Although I'm in the UK, so this mothers act isn't applicable to me, it sounds like a grand plan.

Cherann said...

Those are some interesting facts. I wonder what the severity is of the depression. I think I suffered from "post partum" after I stopped nursing (I put it in quotes because I'm not sure if that is what it would be called). Hormone production (or lack there of) can wreak so much havoc on a woman!

Candace said...

you rock! you rock! and you rock! for posting this. thank you. part of the reason I started blogging was because of PPD. I remember googling for hours trying to find someone like me out there. I had PPD twice and depression while pregnant with my second.
thank you. thank you. thank you!!
I will check all the links out.
The urge is to run like hell and forget once we feel better but we have to be sisters in this and continue to talk about what we went/go through!!

Amanda said...

You rock! I've posted on this and have been harassing, I mean contacting, my senators.

Deb said...

I spent about five seconds talking about "Mommy Blues" on the Today Show a few weeks ago, and the reality is that I suffered the "Mommy Blacks", as I call them. I've covered the topic on my blog, and I'd LOVE to cut and paste your entry on the legislation AND link to you if you don't mind. You put the entire things so eloquently, my dear, that I couldn't do it any better. Would you mind?

cate said...

wow...as someone who is currently struggling with PPD, i wish i could be part of this...alas, i am in Canada.

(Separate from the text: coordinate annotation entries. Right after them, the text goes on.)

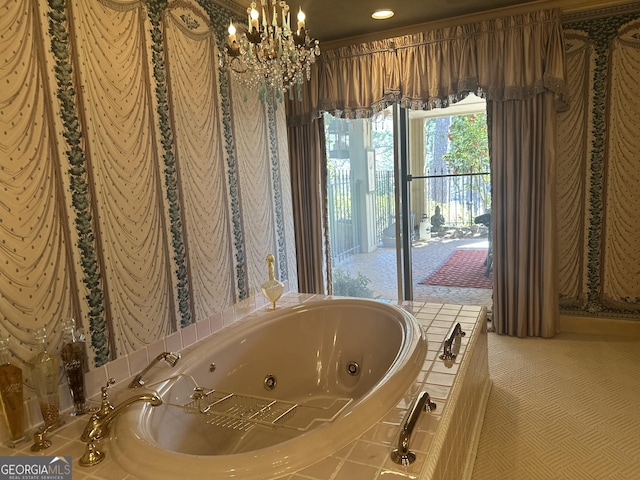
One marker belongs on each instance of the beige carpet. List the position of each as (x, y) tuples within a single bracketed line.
[(562, 408)]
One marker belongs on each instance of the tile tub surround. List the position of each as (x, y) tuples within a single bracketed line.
[(445, 440)]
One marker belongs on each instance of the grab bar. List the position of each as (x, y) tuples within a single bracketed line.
[(402, 455), (454, 331)]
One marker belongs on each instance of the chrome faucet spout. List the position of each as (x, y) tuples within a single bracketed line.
[(98, 426), (170, 359), (402, 455)]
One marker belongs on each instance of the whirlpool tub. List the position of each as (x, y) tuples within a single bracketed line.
[(273, 393)]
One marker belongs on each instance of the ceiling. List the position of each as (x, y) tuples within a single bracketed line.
[(330, 20)]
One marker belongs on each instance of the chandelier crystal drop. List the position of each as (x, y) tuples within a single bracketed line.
[(267, 54)]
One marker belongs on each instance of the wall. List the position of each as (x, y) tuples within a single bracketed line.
[(142, 190), (598, 181)]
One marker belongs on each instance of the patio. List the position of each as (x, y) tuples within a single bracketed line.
[(379, 267)]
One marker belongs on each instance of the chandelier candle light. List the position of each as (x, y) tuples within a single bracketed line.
[(270, 56)]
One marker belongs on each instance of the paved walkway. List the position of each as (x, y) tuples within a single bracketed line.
[(379, 267)]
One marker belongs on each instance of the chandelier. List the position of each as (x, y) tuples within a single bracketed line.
[(270, 56)]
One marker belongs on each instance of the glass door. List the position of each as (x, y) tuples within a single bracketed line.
[(449, 195), (362, 204)]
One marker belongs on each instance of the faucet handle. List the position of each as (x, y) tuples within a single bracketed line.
[(105, 406)]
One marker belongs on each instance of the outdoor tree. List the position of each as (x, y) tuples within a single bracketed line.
[(469, 146), (469, 153)]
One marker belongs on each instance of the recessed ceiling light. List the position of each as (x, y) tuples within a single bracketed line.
[(382, 14)]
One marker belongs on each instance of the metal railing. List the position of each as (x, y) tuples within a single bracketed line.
[(461, 197)]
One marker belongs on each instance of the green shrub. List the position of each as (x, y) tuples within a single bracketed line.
[(345, 285)]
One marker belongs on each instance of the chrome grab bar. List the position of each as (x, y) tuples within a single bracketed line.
[(454, 331), (402, 455)]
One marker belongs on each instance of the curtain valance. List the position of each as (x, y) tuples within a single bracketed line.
[(512, 57)]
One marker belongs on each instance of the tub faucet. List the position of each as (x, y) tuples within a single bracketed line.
[(99, 422), (401, 454), (170, 359)]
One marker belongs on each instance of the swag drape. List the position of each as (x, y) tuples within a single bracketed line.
[(517, 63)]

i really hope this bill goes through. i'm fortunate that our prenatal classes really focused on the signs of PPD, both for the mothers and their husbands. without that knowledge, my hubby and i wouldn't have known for me to get help.

good luck with this!

Chaotic Joy said...

I am late to this party and I wish I had known about it. I have a lot to say on this topic nad would have loved to take part. In fact, I think I will next week. Better late that not at all. :) Thanks so much for doing this.

Alex Elliot said...

What an important post! Thanks for writing it.

MGH Center for Women's Mental Health said...

Thanks for your support of the MOTHERS Act. Too often postpartum depression is a problem that goes unnoticed, and most women with PPD never receive any type of treatment. PPD is a treatable illness, and it is essential that we continue to educate ourselves and others about this important issue.